Selain narkoba, Kapolri juga menekankan pentingnya mengusut tuntas kasus judi online. Ia menilai bahwa judi online telah merambah ke kalangan anak-anak di bawah umur. “Khususnya judi online di kalangan bawah ini betul-betul sangat terasa, saat ini sudah masuk ke kelompok anak-anak di bawah umur,” katanya. Oleh karena itu, ia meminta anggota Polri terlibat dalam proses pengecekan hingga penegakan hukum.
Kapolri juga menyatakan bahwa jika ada kasus tindak pidana pencucian uang (TPPU) yang besar maka asetnya bisa disita untuk negara. “Saya harapkan rekan-rekan bisa bekerja maksimal, khususnya di daerah-daerah yang digunakan untuk wilayah singgah, wilayah pintu masuk. Demikian juga yang di daerahnya terdapat banyak sekali para pengguna narkoba. Ini tolong untuk diantisipasi,” ujarnya.
Dalam konteks yang lebih luas, penelitian menunjukkan bahwa meskipun regulasi yang ada cukup komprehensif, implementasinya masih menghadapi tantangan seperti kurangnya koordinasi antar lembaga, keterbatasan teknologi dalam mendeteksi dan memblokir situs judi online, serta penegakan sanksi yang lemah terhadap pelaku. Dari sudut pandang sosial, tingkat partisipasi masyarakat dalam judi online dipengaruhi oleh faktor ekonomi dan rendahnya literasi digital.

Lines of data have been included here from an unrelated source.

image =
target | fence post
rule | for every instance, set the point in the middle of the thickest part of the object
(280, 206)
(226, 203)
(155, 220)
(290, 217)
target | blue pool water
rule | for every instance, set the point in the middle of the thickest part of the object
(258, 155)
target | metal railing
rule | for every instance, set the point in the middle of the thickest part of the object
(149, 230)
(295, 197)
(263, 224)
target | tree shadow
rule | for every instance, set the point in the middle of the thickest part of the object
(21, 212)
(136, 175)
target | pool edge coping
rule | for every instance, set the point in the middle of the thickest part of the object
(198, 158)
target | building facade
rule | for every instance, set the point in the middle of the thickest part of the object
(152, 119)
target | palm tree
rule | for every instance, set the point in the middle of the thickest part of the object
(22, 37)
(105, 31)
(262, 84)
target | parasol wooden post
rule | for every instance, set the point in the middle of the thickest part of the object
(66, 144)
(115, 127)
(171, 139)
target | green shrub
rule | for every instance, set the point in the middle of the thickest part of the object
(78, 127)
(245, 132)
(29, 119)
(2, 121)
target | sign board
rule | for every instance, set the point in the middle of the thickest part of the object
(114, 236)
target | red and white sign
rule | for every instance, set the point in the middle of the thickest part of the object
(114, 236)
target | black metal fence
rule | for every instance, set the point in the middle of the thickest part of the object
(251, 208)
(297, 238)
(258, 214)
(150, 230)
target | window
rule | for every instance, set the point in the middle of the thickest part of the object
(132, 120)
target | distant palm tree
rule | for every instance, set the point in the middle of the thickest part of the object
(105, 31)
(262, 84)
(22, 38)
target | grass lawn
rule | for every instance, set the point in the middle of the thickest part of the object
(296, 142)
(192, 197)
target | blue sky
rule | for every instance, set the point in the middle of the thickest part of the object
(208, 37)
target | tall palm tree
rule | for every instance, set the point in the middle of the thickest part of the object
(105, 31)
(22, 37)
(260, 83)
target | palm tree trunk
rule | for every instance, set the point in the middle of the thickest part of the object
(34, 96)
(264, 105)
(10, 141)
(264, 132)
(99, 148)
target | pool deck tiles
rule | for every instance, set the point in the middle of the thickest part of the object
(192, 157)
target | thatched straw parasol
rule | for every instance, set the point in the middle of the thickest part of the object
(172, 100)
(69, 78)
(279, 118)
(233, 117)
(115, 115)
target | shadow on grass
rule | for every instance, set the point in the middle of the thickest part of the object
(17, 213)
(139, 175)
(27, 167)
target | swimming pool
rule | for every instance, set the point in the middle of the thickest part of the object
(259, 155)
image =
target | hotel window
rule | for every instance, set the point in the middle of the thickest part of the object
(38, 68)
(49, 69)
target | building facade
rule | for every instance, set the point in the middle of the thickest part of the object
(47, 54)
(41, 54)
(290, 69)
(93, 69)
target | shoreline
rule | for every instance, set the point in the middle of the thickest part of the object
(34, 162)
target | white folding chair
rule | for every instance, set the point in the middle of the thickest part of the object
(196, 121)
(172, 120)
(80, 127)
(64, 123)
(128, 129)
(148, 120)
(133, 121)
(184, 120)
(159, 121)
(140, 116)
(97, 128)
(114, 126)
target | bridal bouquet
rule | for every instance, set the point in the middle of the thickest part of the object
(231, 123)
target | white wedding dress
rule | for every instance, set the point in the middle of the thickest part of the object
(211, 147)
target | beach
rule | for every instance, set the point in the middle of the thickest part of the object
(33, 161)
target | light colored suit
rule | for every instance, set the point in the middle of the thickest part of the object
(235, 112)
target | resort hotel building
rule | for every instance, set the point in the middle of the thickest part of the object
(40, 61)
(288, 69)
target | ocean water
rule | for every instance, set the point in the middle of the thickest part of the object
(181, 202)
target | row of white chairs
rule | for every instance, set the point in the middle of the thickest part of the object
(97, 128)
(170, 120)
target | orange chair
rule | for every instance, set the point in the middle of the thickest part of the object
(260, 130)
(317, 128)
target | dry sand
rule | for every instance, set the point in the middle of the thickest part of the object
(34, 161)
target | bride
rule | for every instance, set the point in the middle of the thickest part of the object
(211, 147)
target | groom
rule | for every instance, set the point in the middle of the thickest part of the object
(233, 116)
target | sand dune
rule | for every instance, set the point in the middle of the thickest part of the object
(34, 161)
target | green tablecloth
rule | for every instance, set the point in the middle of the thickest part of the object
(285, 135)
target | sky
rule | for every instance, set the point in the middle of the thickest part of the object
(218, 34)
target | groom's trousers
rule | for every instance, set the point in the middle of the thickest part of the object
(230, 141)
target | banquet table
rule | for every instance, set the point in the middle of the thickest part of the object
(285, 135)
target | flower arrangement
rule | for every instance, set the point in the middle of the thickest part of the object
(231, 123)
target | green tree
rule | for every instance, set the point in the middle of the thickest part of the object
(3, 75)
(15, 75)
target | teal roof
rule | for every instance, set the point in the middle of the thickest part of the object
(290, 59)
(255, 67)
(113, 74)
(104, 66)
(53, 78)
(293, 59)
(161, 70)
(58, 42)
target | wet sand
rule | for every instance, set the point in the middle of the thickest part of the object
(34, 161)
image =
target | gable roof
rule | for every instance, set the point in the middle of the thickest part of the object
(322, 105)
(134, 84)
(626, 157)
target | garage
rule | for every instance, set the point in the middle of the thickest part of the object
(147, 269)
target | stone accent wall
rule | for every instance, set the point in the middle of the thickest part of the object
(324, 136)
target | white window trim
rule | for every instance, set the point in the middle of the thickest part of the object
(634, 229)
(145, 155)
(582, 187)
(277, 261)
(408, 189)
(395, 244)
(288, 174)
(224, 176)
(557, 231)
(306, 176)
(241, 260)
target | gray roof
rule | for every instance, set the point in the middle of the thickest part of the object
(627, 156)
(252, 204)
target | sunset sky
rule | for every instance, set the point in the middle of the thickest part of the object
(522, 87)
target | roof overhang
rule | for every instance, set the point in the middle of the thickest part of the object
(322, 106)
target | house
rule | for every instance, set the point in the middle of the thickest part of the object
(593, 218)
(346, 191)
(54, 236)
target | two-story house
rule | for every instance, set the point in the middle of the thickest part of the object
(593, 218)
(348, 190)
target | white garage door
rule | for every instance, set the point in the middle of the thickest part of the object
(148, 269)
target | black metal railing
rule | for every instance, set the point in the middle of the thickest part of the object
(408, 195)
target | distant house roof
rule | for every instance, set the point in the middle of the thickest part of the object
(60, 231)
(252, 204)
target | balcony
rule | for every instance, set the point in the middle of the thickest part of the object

Komitmen Kapolri untuk menindak tegas anggota yang terlibat dalam judi online dan narkoba menunjukkan langkah strategis dalam menjaga marwah dan kredibilitas Polri. Dengan penegakan hukum yang tegas dan kolaborasi lintas sektor, diharapkan dapat mengurangi dampak negatif dari kasus-kasus tersebut terhadap masyarakat.